Use Protobuf and gRPC to modularize a analyzer framework

The key problem of developing a “modularized” analyzer framework is that different modules have various dependencies. For example, a frontend relies on a off-the-shelf parser library to strip out the syntax structure of source texts; a datalog analysis needs an engine to interpret and execute it. Mixing them may result in unexpected depdency problems, both when developing and deploying. Moreover, it adds complexity if we want to use a different language to implement some modules - e.g. use C++ to corporate with LLVM.

When developing my framework, Interface Description Languages like Protobuf provide a easier way for cross-language modulariation. Using an IDL to shape the communication eases my nerve when implementing new analyzer components. Every components just read from the generated data structures and fill in them. It can be used to define key shared structures like IRs, too. It also reduces my workload when updating message formats. Different from JSON or other text-only methods, the generated code can leverage language features to detect outdated interface implementations. (On the other side, most IDLs are capable of corporating with older yet compatible implementations).

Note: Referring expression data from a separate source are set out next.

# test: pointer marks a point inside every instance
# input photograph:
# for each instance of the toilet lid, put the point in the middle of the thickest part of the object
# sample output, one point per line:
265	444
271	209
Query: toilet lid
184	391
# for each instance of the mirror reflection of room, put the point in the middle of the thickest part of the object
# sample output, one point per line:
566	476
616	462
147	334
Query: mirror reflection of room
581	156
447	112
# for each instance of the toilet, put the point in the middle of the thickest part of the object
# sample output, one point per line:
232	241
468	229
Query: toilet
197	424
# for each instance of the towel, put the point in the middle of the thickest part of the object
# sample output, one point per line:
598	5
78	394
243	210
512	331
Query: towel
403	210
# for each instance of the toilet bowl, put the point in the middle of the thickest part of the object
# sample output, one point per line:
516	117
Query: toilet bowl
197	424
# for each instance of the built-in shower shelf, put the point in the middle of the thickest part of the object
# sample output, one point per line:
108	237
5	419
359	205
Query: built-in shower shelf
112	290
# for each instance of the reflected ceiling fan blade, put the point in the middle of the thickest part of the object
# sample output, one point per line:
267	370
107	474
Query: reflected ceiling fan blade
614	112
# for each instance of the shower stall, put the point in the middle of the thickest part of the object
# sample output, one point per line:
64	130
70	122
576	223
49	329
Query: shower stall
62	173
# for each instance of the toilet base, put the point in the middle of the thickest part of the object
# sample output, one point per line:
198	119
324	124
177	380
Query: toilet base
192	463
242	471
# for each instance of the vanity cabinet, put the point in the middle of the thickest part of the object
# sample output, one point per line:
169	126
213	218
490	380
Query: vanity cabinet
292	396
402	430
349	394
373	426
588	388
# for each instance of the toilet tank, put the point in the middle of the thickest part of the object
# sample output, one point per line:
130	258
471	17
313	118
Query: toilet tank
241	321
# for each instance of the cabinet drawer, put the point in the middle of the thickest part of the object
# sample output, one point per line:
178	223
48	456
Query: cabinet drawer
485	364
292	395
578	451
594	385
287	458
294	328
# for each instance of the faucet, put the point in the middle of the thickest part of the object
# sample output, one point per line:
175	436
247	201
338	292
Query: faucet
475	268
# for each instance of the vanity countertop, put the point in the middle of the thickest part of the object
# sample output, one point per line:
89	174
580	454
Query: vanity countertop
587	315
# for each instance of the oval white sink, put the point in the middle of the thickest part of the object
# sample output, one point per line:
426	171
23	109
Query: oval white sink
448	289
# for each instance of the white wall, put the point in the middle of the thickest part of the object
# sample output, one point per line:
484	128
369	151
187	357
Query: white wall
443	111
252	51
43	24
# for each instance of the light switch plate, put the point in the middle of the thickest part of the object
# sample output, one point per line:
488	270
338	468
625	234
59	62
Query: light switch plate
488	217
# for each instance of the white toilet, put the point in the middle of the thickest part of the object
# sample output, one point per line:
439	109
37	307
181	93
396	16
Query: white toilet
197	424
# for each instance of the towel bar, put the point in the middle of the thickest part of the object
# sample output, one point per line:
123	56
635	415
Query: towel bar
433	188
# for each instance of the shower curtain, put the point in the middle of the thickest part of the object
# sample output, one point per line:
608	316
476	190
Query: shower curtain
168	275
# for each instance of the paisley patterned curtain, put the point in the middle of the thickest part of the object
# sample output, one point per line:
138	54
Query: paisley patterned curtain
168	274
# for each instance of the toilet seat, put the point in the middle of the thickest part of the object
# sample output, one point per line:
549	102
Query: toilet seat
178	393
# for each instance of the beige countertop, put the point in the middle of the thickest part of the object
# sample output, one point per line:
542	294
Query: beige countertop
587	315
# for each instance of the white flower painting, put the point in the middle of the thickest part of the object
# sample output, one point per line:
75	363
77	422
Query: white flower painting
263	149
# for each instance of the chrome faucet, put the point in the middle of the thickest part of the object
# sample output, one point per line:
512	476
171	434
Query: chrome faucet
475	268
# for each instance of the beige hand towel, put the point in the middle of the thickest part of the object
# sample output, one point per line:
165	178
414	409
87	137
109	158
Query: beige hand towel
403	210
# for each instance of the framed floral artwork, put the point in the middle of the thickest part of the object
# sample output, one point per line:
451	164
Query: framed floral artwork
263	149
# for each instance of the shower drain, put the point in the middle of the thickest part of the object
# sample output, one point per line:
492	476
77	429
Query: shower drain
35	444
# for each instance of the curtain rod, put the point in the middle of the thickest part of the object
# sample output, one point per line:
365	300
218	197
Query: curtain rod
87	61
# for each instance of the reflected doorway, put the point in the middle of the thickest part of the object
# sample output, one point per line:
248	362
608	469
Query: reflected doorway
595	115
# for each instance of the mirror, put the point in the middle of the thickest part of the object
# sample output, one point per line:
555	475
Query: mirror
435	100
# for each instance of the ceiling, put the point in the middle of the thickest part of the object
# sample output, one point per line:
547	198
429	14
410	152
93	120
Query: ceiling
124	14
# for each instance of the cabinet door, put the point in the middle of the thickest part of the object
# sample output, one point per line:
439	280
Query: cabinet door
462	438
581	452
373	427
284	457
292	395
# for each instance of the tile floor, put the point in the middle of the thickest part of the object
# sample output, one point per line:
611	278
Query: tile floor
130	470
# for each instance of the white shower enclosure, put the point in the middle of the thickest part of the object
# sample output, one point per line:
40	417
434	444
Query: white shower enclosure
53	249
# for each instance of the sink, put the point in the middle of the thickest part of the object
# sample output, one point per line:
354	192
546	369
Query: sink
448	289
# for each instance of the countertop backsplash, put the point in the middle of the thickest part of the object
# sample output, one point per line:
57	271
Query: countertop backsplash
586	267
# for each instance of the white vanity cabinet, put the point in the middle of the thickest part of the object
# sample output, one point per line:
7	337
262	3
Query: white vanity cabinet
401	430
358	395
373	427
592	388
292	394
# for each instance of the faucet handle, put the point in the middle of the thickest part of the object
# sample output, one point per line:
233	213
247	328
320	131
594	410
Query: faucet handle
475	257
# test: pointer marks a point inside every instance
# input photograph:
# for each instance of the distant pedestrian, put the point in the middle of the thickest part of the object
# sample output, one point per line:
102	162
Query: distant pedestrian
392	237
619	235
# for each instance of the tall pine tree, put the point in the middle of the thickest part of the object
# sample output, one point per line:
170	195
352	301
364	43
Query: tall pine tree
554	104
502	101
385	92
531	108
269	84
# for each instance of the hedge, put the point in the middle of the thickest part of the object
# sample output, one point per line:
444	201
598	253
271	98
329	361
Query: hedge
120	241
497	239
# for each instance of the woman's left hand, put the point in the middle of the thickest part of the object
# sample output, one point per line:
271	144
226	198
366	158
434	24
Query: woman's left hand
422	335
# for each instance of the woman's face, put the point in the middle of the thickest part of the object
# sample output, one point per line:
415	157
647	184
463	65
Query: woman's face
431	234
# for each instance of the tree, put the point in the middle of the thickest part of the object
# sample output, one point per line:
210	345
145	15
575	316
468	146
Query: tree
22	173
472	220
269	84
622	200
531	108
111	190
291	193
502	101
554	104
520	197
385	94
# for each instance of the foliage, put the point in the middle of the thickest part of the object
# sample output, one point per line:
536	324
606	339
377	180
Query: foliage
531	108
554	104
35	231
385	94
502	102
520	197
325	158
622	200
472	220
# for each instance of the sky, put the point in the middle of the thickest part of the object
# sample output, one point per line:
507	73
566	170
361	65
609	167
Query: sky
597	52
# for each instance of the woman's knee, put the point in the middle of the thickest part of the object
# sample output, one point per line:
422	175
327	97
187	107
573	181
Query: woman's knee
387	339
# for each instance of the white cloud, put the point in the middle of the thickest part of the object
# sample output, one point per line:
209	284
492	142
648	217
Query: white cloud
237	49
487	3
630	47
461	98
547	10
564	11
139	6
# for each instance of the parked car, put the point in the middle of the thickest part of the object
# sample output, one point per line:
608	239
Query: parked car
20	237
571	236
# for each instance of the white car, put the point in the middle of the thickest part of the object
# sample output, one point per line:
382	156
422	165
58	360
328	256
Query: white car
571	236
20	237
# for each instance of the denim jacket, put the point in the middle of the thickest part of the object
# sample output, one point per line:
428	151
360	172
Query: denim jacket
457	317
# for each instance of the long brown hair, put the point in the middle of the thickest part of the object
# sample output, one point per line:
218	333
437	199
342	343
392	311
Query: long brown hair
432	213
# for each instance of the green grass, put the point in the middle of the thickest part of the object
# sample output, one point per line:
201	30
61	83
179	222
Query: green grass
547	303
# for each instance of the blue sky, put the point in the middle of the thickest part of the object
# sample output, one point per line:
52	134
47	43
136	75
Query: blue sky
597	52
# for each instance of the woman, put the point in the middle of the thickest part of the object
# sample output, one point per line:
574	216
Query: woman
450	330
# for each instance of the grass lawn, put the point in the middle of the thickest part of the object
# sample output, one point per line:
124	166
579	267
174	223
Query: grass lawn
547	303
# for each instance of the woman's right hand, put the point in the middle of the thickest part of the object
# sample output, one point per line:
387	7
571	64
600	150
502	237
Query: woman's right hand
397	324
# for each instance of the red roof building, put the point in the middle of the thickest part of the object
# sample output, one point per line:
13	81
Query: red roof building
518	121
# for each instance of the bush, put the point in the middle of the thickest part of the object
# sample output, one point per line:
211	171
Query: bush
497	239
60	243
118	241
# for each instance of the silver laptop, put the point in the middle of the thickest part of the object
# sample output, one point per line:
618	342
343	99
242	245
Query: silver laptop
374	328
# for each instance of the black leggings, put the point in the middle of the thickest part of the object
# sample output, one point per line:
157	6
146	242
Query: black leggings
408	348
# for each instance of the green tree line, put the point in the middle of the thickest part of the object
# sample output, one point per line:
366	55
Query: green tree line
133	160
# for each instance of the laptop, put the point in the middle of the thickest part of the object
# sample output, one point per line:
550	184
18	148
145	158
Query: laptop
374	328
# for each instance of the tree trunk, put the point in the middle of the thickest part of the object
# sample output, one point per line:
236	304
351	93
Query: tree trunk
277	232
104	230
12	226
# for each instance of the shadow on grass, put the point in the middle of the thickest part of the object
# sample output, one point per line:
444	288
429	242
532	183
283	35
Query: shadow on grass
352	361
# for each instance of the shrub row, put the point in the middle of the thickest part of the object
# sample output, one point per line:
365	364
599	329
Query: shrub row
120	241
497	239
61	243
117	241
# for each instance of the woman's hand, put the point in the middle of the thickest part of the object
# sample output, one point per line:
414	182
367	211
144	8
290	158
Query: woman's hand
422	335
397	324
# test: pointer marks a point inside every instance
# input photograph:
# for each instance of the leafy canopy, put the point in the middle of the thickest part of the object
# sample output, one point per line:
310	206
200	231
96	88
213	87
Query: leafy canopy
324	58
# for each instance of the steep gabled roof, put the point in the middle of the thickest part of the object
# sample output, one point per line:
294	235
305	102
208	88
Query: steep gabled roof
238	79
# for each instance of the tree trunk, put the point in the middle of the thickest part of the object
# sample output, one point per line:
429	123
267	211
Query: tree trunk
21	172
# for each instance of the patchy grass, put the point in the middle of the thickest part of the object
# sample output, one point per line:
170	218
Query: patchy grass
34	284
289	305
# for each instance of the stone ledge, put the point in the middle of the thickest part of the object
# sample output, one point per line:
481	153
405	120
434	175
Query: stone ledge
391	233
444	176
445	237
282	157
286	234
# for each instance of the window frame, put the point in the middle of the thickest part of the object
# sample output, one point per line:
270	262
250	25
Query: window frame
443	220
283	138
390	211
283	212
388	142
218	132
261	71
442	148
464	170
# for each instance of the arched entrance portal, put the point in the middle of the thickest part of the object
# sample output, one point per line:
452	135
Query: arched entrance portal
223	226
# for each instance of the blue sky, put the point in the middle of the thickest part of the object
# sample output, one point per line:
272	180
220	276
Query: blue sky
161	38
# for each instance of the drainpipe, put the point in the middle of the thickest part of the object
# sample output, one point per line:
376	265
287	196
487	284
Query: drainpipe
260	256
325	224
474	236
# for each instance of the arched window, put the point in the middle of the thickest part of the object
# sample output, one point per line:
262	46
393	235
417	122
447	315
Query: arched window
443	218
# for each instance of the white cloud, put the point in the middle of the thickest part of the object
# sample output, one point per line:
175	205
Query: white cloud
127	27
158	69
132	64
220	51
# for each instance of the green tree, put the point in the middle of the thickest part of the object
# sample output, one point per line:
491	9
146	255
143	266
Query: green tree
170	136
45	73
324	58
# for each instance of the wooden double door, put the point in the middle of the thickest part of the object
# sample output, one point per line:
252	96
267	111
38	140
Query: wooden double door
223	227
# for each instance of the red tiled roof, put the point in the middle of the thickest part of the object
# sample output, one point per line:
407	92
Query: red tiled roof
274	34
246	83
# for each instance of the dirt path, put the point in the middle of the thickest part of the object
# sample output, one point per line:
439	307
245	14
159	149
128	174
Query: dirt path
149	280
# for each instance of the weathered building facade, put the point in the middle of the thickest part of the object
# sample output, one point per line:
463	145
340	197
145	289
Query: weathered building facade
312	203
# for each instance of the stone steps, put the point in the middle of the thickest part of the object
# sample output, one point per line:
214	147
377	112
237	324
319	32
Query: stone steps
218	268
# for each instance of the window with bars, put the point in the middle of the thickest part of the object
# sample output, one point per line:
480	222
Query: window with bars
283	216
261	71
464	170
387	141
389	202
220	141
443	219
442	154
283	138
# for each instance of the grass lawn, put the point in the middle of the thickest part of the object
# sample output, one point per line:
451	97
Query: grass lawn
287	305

When deploying, the whole power of IDL reveals when combining it with an RPC framework. RPC frameworks like gRPC provide easy and efficient ways for communicating among components. With gRPC, I seldom headache on how to communicate among different modules. Each component is depolyed as an isolated server. Wiring all servers up with configured addresses, each server can communicate with each other with generated APIs. A step further, servers can be deployed into containers to totally isolate their runtime dependencies.

Thus the repo structure looks like below. Now the analyzer framework looks quite like a microservice system. I prefer the monorepo manner, as the IDL descriptions update often.

- root
  - ir/                 { IDLs for shared data structures }
  - protos/             { IDLs for component interface and commnunication }
  - settings.gradle     { use Gradle to organize Java code }
  - java-commons/       { common utility for Java modules }
  - java-module-1/
  - java-module-2/
  - ...
  - CMakeLists.txt      { use CMake to organize C++ code }
  - cpp-commons/        { common utility for C++ modules }
    - include/
    - libsrc/
  - cpp-module-1/
  - cpp-module-2/
  - ...
  - java-core/          { coordinator of handling analysis requests and scheduling analysis workflow }
  - python-client/      { Python-impelemented demo client }
  - scripts/            { scripts to launch the framework locally }
  - Dockerfile          { use Docker to deploy }
  - docker-compose.yml

But there are some constraints. It is less efficient for RPC frameworks to pass large data structures. In my case, the Datalog relations shared between components are usually too large to directly pass by sockets. Temporarily, I coped with it by caching relations in local files and passing file paths only in the interface, and then I have to mount a folder in host filesystem to all dockers with the same path to sync the files. This prevent the framework to be more de-coupled. It would be better to use a webfs to share files with unified uri, or use a DB server to cache relations instead of BDD files.

In general, using Protobuf with gRPC, or some other IDL+RPC tools like Thrift, eases a lot of effort when developing multi-language framework.